The crush of bodies was a tide that Tattletale and I had to push through. There were a thousand or more scared people in our immediate area, surging against and around us.
Quite natural, given the weight these sirens have. People are scared enough in this city when the sirens aren’t blaring.
Even our costumes didn’t give people much pause or reason to give us space. Thoughtless in their panic,
The panic alone is gonna kill people before the Endbringer even arrives.
the crowd was guided only by the barricades of policemen and police cars that had been established at the intersections to guide the masses to the shelters.
Oh, good to see they’re not completely unguided.
Everybody had been informed, in the pamphlets that came in the mail and in schools, about emergency procedures.
I have a feeling that in a world like this, people take emergency procedures a bit more seriously than in ours. Hopefully.
There were multi-level shelters spaced around the city, enough for people to hunker down in for a few hours. They’d all been told that they could bring our larger pets if the animals could be trusted to behave.
“if the animals could be trusted to ignore” seems like a guideline most people would ignore.
Taylor’s narration is mixing “they” and “our”, here, and that’s despite the fact that she doesn’t personally have a larger pet. This could either hold some kind of meaning about Taylor’s view of herself relative to the rest of the people, or be Wildbow changing “we” into “they” and forgetting to make the “our” reflect it.

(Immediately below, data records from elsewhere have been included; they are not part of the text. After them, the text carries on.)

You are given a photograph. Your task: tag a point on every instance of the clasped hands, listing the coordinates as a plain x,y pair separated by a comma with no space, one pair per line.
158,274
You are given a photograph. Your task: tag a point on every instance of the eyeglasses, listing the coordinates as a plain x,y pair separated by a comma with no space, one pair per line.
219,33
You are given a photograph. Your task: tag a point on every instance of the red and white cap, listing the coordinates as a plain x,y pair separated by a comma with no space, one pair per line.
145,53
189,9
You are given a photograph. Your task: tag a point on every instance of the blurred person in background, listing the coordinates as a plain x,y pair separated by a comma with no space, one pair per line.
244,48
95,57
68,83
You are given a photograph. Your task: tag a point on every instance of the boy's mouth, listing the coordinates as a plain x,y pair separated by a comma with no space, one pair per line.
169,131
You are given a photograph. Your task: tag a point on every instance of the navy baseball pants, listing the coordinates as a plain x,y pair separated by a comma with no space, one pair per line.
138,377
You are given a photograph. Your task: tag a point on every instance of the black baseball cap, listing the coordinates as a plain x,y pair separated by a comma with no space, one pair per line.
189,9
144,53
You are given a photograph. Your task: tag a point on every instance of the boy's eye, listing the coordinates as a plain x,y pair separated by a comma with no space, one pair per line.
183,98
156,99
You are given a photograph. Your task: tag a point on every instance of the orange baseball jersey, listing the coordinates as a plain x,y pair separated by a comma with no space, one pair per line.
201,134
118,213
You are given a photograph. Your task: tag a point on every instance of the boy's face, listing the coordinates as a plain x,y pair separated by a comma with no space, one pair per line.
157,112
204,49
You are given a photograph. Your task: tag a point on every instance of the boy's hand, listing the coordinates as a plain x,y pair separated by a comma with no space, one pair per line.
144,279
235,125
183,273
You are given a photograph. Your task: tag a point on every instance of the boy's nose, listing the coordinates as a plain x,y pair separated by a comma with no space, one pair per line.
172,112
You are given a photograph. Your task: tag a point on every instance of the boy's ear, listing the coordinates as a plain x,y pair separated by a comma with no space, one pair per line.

They could bring only necessary medical supplies and what they could have on their person. People weren’t allowed to use their cars, unless they were in one of the areas on the periphery of town.
Last thing you want is a traffic jam or panicked flattening of equally panicked pedestrians.
Too easy for there to be an accident in the panic and hurry, leaving everyone else stuck in a traffic jam when disaster arrived.
Exactly. Don’t panic and drive, folks.